Travail du dimanche, double démantèlement du droit du travail, baisse des taxes pour les entreprises et les plus riches, suppression des cotisations sociales sur les heures supplémentaires, propositions de supprimer les allocations des familles de délinquants, contre-parties au RSA, lois sécuritaires de circonstances, ou restriction au droit de manifester : décidément Macron met ses pas dans ceux de celui qu’il avait conseillé avec le rapport Attali sur la libération de la croissance, guère libérée dix ans après.

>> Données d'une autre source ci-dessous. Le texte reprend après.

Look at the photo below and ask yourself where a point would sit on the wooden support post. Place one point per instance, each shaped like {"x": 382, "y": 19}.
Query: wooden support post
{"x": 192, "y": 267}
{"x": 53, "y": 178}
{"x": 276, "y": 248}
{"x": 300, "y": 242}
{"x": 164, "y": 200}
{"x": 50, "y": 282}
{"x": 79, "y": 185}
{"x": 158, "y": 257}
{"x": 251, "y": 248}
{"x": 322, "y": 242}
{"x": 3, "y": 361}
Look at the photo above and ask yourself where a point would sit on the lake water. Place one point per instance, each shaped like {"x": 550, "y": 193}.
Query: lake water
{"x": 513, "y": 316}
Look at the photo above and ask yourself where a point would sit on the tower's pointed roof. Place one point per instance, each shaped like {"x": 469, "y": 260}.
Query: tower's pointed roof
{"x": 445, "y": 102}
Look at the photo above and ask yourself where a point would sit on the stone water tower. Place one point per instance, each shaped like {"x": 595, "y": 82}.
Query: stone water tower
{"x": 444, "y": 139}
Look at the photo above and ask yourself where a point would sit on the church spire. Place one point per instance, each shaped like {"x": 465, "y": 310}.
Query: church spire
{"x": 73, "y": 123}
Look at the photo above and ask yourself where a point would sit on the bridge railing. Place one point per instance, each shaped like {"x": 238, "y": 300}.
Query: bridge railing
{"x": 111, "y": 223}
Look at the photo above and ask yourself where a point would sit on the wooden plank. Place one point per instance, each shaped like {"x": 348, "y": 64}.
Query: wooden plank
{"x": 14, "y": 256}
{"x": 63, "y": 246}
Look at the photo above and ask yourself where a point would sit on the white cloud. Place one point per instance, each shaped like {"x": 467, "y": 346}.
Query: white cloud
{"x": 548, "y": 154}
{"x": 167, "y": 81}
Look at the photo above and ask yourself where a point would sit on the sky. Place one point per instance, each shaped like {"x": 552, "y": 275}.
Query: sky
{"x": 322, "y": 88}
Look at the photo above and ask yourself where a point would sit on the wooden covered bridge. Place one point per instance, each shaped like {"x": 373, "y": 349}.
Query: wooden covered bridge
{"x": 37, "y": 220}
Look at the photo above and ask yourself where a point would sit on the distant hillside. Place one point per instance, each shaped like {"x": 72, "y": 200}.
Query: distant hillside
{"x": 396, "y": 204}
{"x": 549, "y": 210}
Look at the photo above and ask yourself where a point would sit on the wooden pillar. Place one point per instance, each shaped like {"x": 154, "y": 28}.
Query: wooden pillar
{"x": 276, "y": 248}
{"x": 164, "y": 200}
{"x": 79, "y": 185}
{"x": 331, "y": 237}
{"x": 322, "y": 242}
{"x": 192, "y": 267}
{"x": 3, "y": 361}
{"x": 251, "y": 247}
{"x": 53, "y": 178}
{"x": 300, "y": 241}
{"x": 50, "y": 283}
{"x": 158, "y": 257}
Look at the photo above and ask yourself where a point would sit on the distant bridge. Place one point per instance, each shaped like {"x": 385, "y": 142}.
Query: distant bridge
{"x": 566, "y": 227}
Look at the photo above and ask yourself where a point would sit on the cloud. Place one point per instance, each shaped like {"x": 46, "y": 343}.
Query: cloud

Mais le plus incroyable est le revirement d’une partie de la gauche intellectuelle et médiatique, virulente contre ces mesures quand elle venait de Sarkozy et qui ne dit plus rien aujourd’hui.
 
Il ne me semble pas que France Inter faisait partie des soutiens indéfectibles de Sarkozy de 2007 à 2012. Pourtant, aujourd’hui, le pseudo service public de l’information se fait bien souvent la Pravda du pouvoir en place, sur le fond des mesures s’entend. Sur le fond, tout ceci pose un problème démocratique : les alternances ne sont que des alternances de personnes et d’ego, la direction politique reste trop largement la même, à quelques nuances près. Pire, comme lors du rachat par General Electric, Macron va plus loin encore que ses prédécesseurs dans bien des domaines, abandonnant notre industrie avec moins de regret qu’un Sarkozy, qui, au moins, s’était battu pour Alstom.
 
Avec le recul, ce qui est extravagant, c’est que Sarkozy apparaît comme bien plus modéré que Macron dans des domaines où son prédécesseur apparaissait comme ayant dépassé toutes les limites antérieures. En effet, déjà, Sarkozy était vu comme le président des riches, avec son paquet fiscal plutôt favorable aux classes supérieures, mais aussi comme le président des excès de langage, entre « karcher  » et « casse-toi, pauvre con  ». Dix ans après, nous sommes passés du président des riches au président des ultra-riches, qui a donné 6% de pouvoir d’achat en plus aux 1% les plus riches, comme un article du Monde, peu suspect d’anti-macronisme primaire, doit bien le reconnaître.
 
Jamais avant Macron un président avait autant assumé une politique favorisant les « premiers de cordée  », ne cessant par ses outrances verbales de dévaloriser tous les autres Français, « gaulois réfractaires  », « gens qui ne sont rien  ». Ainsi, il donne des milliards aux plus riches et aux entreprises, alors que les riches n’ont jamais été aussi riches depuis longtemps, et que les entreprises n’ont jamais gagné autant, tout en trouvant le moyen de dénoncer le « pognon de dingue  » que coûtent les aides sociales. Mais qu’auraient dit tous ces média et ces éditorialistes qui soutiennent de facto Macron si Sarkozy avait fait il y a dix ans ce que Macron fait aujourd’hui ? Quel deux poids, deux mesures !
 
Y-a-t-il un domaine où Macron est moins mauvais que Sarkozy ? Même sur les affaires, avec Benalla, ou le niveau des ministres, il est difficile de dire que cela est le cas. Ce n’est pas pour rien qu’il est encore plus impopulaire que celui qu’il avait conseillé, ce qui rend la complaisance, pour ne pas dire la défense, de tant de média à son égard, encore plus insupportable.